The sagas describe three separate areas discovered during this exploration: Helluland, which means “land of the flat stones”; Markland, “the land of forests” and Vinland, “the land of wine”, found somewhere south of Markland. It was in Vinland that the settlement described in the sagas was founded, and which is thought to be somewhere in the Atlantic provinces of Canada, although the main settlement has yet to be found.

What was discovered in 1960 was a temporary Norse encampment at L’Anse Aux Meadows, Newfoundland, as butternuts were found there that are not, and never were, native to Newfoundland where the ruins were unearthed. This means that the inhabitants of this camp ventured further south, likely into New Brunswick, but no new evidence has yet been found, nor has any expedition been ignited to find the true Vinland of the Norse sagas.

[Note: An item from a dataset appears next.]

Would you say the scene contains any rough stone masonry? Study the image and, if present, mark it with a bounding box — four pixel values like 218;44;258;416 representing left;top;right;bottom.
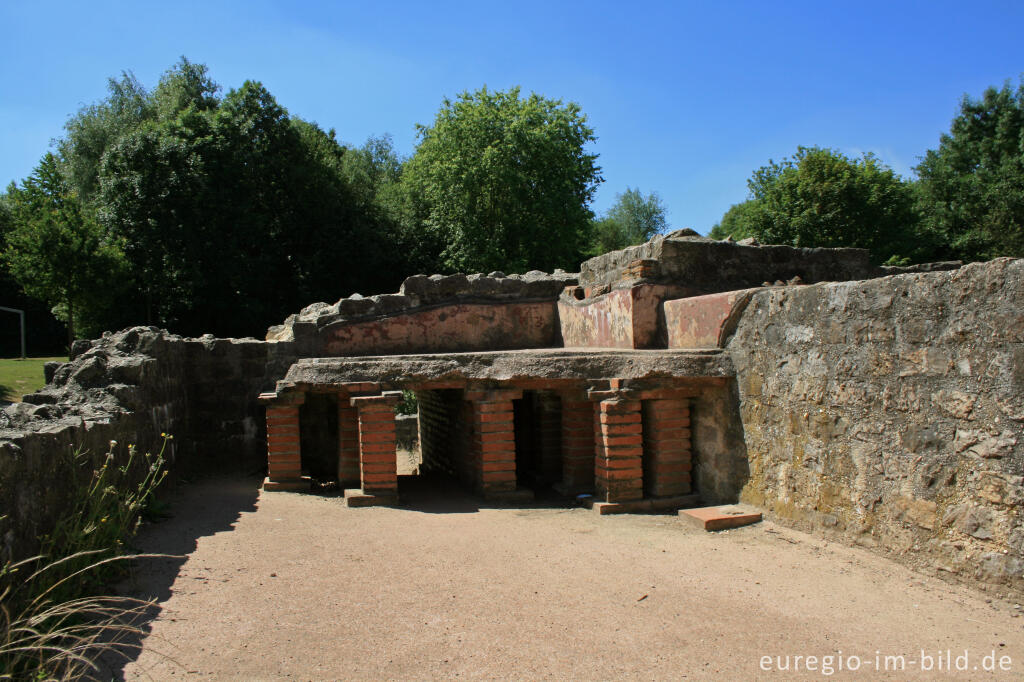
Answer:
0;230;1024;593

In 1347, it has been recorded that a ship arrived in Iceland, after being blown off course on its way home from Canada to Greenland with a load of timber. The implication is that the Greenlanders had continued to use Canada as a source of timber over several centuries, which means people were travelling and talking about the east coast of Canada in Europe between the first visit in 1000AD and what the history books tell us was the next visit by John Cabot in 1497. There were definitely people coming to the east coast from Europe in between, and they be a prime suspect as to who built what is on Oak Island in Nova Scotia.

MIRAMICHI

I recently read the Vinland Sagas, The Vinland Sagas as translated by Keneva Kunz
and the description the Norse give in their account of Vinland matches an area I think is in Miramichi, New Brunswick. the only confirmed spot in Canada the Norse visited is L’Anse Au Meadows but that was simply a temporary settlement, as that camp contained items from areas further south, such as in New Brunswick.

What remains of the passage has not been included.